How can I tell what type of plumbing pipe I have?

Saturday, August 18, 2018

Identifying all the different types of pipe in your home requires a little detective work, because most homes are originally built with multiple pipe materials: one for water and a second type—or sometimes a combination of two types—for drain pipes. 

   Over the years and with remodeling and repairs, newer types of pipe may have been added. So if your home is more than about forty years old, you likely have four or more different pipe materials. The newer pipes are usually the most visible, under the sinks and at the water heater. But often there is different pipe used in the original construction of the home which is at least partially hidden from view in the walls, under the floor and in the attic. 

   So take a look in the attic with a flashlight and pull back the escutcheon plates (a metal ring that covers the opening where a pipe penetrates the wall) to look behind them where you can, and see if you have older pipe still in place, but hidden from view. A black or gray rubber “transition coupling” with clamps (shown at right and below) peeking out from the wall at the escutcheon plate under a sink is a sure sign there is older pipe lurking inside the wall.

  Here’s a list of the different pipe materials, with descriptions:

•• Copper - Copper is the same color as a new penny when first installed, then gradually transitions to the dark brown of an old one after a few years. Oxidation can cause greenish areas, and galvanic corrosion will make a powdery crust at connections to other types of metal pipe and valves. It has been used for water pipe since the 1930s, so copper is the tried and true, dependable choice.

    Copper was predominant water supply pipe in our North Florida area from the ‘70s through 2000. However, acidic water or soil can cause premature failure, and it is more expensive to install than plastic pipes like CPVC and PEX. Today it is only used as water pipe, but up until the late 1960s it was also installed as drain pipe in better quality construction.
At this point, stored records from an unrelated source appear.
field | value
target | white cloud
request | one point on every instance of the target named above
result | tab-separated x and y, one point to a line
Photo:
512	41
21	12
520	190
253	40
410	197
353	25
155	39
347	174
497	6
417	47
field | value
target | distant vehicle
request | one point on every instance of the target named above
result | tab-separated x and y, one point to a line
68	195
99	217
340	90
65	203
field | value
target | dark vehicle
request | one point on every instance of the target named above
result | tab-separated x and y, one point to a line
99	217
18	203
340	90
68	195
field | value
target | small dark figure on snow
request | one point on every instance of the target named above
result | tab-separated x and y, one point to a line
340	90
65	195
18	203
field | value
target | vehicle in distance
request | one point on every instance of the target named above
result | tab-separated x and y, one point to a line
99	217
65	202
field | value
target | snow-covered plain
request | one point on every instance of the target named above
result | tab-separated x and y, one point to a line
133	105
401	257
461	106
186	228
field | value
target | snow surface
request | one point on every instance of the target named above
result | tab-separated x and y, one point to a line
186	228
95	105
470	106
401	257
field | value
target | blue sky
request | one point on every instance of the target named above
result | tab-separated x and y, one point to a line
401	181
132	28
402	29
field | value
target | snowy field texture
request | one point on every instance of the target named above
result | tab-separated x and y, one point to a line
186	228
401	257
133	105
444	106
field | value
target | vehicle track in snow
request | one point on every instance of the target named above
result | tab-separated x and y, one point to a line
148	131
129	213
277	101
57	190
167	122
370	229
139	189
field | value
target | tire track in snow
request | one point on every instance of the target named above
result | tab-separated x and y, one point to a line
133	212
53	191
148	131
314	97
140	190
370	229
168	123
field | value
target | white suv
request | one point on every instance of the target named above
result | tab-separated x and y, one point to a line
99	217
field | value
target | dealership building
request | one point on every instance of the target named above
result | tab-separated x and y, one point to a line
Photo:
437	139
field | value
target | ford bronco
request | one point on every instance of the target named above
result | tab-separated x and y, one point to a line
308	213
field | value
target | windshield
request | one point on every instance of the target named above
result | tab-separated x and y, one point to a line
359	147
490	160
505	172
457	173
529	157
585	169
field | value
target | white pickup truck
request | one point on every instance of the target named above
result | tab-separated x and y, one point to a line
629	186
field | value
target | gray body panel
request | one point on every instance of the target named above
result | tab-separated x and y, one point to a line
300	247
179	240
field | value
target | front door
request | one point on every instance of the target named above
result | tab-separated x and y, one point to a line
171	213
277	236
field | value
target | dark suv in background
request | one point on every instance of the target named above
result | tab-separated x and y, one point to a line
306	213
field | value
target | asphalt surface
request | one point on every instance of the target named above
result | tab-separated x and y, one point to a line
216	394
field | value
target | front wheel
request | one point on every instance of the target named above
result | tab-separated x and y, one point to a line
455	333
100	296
   Copper has a life expectancy of 50 to 70 years or more, but pitting of the interior of the pipe can shorten the lifespan to just 20 years in areas with “aggressive” (very acidic) water, or water with any of several other combinations of ph, hardness, and contaminant factors. 

•• Galvanized Steel - Galvanized steel water pipe is gray metal color and, when tapped with a screwdriver, makes a metallic sound. It was a less-expensive alternative to copper up until the 1970s, when it fell out of favor due to its short lifespan of 40 to 50 years. It was used primarily for water piping, but sometimes as a drain pipe. Galvanized pipe corrodes on both the inside and outside surfaces as it ages, and galvanic corrosion can cause large powdery, cancerous-looking lumps where it is connected to copper piping, as shown in the photo below.


    Some insurance companies will not issue a homeowner’s policy for a home with older galvanized steel pipe, and others require certification by a licensed plumber that the pipe is in good condition issuing the insurance.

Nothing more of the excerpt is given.